Here’s that new day I mentioned

August 15, 2009 at 2:33 pm (Daily Workouts/Eats, General Life Updates)

I decided last night when I went to bed that today would be better nutritionally, productively, and therefore emotionally. Last night I walked for 30 minutes during the beginning of the movie “Obsessed”, but was watching the clock the entire time and anxious to get done. I barely worked up a sweat. I also had a few more things to eat, though I’m not classifying it as a binge. And this morning I was up two pounds.

I’ve gotten some more stuff done today, though I haven’t been superwoman by any means. I’ve cleaned the kitchen, fed the kids breakfast and lunch, and I have the self-clean cycle running on the oven after washing out the worst of the gunk in there manually and wiping out the drawer under the oven. Which hadn’t been wiped out in LONG time. So I’m excited for the oven to be clean in a couple hours (its already been running for almost 2). And I even swept and mopped the floor, so its in a lot better shape as well.

I had eggs (1 whole, 3 egg whites), spinach, toast with Naturally More peanut butter. I just finished a salad for lunch w/ leftover salmon, strawberries, shredded carrots, parmesan cheese and a little olive oil and balsamic vinegar. It was really good. Not sure what we’re having for dinner, but I will limit my snacks to one after dinner. Also not sure if I’m going running this afternoon or tonight. Right now I’m feeling like a nap, but so far K2 hasn’t gone down for his so that probably won’t happen.
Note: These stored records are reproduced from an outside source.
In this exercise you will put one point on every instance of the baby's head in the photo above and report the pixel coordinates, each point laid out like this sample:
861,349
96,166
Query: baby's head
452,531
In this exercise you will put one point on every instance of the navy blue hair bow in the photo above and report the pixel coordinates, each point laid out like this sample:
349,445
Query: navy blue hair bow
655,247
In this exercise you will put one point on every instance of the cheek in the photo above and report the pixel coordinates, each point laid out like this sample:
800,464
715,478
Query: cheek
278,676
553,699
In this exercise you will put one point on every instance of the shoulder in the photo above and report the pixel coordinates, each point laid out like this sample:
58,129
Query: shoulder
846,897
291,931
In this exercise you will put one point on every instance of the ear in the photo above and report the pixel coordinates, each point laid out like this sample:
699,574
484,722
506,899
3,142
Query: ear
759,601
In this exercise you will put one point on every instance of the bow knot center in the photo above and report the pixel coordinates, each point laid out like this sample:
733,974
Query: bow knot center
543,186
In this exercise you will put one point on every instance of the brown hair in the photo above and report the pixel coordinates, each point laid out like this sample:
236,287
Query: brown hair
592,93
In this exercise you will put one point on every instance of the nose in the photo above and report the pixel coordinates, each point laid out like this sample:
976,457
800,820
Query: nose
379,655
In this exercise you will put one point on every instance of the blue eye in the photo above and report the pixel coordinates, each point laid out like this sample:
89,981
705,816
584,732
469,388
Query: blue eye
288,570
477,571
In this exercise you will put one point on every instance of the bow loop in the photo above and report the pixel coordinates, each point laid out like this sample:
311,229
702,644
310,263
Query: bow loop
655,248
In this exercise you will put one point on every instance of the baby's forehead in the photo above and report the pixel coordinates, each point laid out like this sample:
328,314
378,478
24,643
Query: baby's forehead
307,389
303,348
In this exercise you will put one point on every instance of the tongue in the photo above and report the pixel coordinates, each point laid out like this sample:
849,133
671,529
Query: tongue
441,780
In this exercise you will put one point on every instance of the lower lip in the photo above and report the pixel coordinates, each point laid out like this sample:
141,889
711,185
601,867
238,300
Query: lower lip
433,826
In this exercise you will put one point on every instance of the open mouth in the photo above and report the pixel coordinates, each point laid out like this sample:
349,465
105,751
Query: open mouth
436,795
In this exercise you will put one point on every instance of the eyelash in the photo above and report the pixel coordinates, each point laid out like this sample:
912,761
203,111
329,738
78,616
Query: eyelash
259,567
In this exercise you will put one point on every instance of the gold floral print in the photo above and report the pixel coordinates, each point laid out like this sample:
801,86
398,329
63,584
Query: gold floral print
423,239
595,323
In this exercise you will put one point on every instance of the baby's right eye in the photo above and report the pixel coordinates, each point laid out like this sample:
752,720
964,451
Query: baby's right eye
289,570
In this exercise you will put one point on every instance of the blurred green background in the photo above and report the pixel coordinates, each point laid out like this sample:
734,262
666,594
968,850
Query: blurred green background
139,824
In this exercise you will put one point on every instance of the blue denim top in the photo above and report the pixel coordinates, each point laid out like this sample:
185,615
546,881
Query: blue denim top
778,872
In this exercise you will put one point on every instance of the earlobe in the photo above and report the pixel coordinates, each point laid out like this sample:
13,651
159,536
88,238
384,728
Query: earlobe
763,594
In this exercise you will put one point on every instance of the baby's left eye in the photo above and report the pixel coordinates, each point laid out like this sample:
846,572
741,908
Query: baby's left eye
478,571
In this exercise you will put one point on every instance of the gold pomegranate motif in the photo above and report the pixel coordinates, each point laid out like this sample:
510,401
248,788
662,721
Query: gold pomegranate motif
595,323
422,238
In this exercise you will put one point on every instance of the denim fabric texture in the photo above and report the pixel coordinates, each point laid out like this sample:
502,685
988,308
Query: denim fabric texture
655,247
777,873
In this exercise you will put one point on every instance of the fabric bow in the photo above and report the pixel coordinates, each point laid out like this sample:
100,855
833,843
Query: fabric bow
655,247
My dear, dear husband, sucker for all animals except cats, has found one of his dream dogs today. A puppy. All white, female, supposedly adorable. He won’t tell me what kind it is. And he swears if I let him get this dog, he’ll give the dogs baths, he’ll take them for walks, he’ll cut their nails. All the promises he’s been making me for the 5 years we’ve owned Cloud. Like the proverbial kid that tells their parents, “but I won’t do it THIS time!” I’m skeptical, of course. But this owner will I guess take a gun in exchange for a dog instead of the 900-1000 he’s asking. *!* And K has a gun, and he wants this dog that bad. I get tired of being the bad guy. I want him to be happy. But I told him, if he doesn’t do what he says he will (monthly baths, walks at least 3x/week, cutting nails), I will GET. RID. OF. BOTH. OF. THEM. And I mean it. I’m sick of it.

Long story short, we might have another dog by the end of the day. A puppy. That pees. In the house. Ugh.

Well, I’m off to be the meany and make my 2-yo take a nap. He’s going to be upset. But I’m not ready for him to go to a no-nap status. Not by far.

I’m already looking forward to my snack this afternoon. Already trying to decide what I want more, a Larabar, a bowl of yogurt w/ berries & granola. A Snickers (I have one way up on top of the cupboards). Haven’t decided yet. Going to put it off as long as possible so that I’m hungry and so that it is closer to dinner. Yesterday I snacked almost all day long – gotta get back on a schedule and find different things to do besides munch.